The explosion in Demerett Bridge was not as memorable as
White Bear’s
boilers shooting out hissing coal like Catherine wheels, but it destroyed the union headquarters on Pleasant Point Road, killing one man. With local resources already stretched by the strike, Halifax sent additional police to aid in the investigation. The conclusion: an incendiary device planted by someone well acquainted with the office layout. The official report pinned all blame on the victim, a union steward, claiming he set the bomb to win back waning public sympathy from a long and bitter strike, but something had gone wrong.

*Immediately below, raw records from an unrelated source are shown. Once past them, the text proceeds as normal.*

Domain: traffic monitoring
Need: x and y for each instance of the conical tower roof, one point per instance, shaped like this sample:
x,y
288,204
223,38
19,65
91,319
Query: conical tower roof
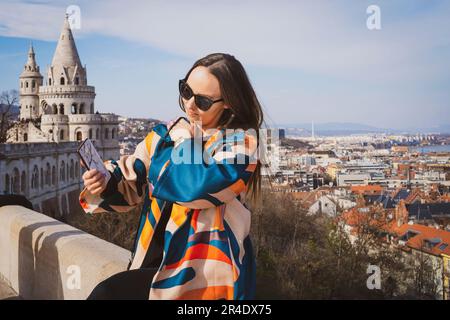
x,y
66,54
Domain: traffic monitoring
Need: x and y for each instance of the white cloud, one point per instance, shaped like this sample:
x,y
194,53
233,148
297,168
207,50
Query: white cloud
x,y
328,38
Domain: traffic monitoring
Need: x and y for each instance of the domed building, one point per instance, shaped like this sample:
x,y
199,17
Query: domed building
x,y
40,159
63,108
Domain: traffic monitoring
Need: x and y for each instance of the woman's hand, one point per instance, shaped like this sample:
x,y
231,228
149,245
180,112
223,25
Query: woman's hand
x,y
94,181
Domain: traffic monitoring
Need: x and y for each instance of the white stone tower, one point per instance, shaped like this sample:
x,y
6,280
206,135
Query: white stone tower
x,y
67,101
30,80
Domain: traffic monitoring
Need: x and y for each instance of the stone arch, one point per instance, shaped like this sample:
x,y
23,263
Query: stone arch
x,y
72,167
23,182
53,175
78,135
77,169
35,178
42,178
7,184
62,171
48,174
16,181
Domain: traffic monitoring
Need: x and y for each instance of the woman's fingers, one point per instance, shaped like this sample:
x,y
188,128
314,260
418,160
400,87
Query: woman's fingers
x,y
90,174
97,178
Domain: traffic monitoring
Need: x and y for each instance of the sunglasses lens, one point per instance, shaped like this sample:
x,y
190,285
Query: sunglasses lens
x,y
203,103
185,91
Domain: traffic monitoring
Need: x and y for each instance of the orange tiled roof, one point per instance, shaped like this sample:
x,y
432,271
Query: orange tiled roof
x,y
426,233
367,189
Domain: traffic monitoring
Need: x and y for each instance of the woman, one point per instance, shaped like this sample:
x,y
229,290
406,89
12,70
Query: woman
x,y
193,238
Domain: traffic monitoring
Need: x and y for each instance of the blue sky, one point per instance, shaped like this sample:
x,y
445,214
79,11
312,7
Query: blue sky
x,y
308,60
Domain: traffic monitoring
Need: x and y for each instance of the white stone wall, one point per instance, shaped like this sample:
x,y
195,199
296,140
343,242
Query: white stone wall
x,y
42,258
40,171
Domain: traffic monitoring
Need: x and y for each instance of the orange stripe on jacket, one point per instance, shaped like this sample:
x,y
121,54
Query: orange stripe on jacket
x,y
201,251
209,293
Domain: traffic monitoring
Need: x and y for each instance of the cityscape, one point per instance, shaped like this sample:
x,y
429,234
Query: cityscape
x,y
391,186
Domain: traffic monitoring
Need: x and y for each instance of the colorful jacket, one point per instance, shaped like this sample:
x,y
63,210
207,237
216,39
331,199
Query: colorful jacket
x,y
207,250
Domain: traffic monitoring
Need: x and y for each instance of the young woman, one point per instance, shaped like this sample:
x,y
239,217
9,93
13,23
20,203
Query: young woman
x,y
193,238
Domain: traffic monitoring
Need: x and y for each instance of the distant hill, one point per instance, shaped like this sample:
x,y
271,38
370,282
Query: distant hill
x,y
347,128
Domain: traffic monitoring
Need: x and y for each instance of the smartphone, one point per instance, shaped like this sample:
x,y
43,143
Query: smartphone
x,y
91,159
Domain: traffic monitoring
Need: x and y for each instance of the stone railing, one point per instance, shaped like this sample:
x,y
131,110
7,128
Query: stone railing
x,y
42,258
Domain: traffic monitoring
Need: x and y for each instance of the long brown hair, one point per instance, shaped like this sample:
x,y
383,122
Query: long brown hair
x,y
237,92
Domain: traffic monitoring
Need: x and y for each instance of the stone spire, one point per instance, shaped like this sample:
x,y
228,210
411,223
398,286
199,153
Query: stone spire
x,y
29,81
66,53
66,68
31,68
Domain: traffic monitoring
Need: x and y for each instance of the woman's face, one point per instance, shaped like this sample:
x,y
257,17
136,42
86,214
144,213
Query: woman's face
x,y
204,83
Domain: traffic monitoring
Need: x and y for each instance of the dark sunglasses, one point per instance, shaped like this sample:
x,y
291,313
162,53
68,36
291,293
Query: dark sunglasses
x,y
202,102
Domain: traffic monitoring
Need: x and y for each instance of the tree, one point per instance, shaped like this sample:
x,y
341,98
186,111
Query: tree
x,y
8,99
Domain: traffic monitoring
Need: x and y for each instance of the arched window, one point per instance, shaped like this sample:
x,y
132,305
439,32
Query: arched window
x,y
7,184
62,171
35,178
77,169
16,181
72,169
23,182
53,175
42,178
48,174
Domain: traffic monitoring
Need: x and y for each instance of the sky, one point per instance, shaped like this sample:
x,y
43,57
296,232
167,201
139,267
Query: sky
x,y
307,60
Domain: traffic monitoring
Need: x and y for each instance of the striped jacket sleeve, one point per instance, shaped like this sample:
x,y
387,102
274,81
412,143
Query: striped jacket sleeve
x,y
126,188
219,179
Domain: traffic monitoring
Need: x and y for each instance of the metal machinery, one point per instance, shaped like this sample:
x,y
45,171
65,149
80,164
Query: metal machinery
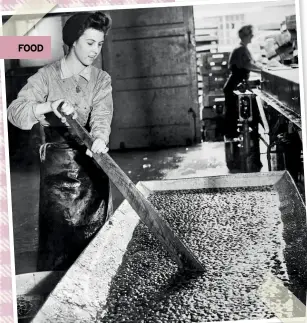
x,y
279,96
242,153
278,101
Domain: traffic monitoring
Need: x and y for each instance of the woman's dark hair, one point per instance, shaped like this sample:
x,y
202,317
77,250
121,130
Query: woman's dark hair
x,y
77,24
245,31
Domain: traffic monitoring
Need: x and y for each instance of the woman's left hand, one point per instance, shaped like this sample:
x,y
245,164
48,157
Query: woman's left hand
x,y
98,147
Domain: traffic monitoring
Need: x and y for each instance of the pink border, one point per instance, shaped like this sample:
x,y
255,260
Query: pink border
x,y
6,283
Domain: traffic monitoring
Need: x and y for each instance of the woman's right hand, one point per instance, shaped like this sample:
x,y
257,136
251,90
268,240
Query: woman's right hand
x,y
66,109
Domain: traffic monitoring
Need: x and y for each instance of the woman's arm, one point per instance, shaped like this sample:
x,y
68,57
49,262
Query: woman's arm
x,y
30,105
102,111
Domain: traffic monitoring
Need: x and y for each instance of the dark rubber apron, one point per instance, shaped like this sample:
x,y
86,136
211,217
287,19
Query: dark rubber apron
x,y
75,200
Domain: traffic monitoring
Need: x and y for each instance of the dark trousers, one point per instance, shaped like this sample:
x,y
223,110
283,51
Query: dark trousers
x,y
75,202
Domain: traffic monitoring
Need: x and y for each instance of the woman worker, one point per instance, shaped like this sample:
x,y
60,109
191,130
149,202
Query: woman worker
x,y
240,64
75,196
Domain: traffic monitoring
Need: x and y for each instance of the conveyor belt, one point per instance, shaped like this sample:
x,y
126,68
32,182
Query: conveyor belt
x,y
280,107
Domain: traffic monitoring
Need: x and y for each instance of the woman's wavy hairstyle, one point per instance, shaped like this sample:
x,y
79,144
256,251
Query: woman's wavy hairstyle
x,y
78,23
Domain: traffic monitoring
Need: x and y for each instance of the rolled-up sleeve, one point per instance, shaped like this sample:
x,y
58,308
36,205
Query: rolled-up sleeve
x,y
102,109
21,112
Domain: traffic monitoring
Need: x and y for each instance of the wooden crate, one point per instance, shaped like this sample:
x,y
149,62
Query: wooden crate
x,y
83,292
211,60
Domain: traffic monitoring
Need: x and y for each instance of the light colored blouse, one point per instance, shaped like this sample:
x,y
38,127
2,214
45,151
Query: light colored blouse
x,y
90,94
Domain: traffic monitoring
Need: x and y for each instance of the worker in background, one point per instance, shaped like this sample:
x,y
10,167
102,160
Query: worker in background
x,y
240,65
75,196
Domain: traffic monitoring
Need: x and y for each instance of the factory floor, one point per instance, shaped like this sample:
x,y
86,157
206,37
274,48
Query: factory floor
x,y
205,159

The union reacted swiftly, whipping up its membership by protesting that the police were nothing more than pawns of the Maritime Foundry Corporation. More capitalist corruption! Red flags began to flutter from rooflines and appear in arm bands. Just the spectre of Communist involvement in the dispute was enough for Province House in Halifax to send in more police. Lines of angry men faced off against uniforms on horseback. Those folks in Demerett Bridge not battling in the street stayed home, drew their blinds and wished it all away.
“How sweet.” Amos laughed. “Serves that bloody Jew right.” Yet again on the mend, he’d been catching up on the doings in town. He was most delighted to hear King
Duplak had been ruined, his windows, once the envy of the town, shattered by a mob, littering the street like crystal. “Only good thing to come out of this!”
Rilla said she saw Mr. Duplak and his wife at church and said she didn’t think they were Jewish, but Shut up, woman, was all she got for that.
The early start to summer had brought unusually hot winds laced with fine caustic beach powder—gritty, gnawing, rubbing everyone’s nerves raw like sandpaper. The troubles in town had not yet spilled over to the other side of the tar ponds only because there wasn’t anything of value for either side in the dispute to burn or tear down.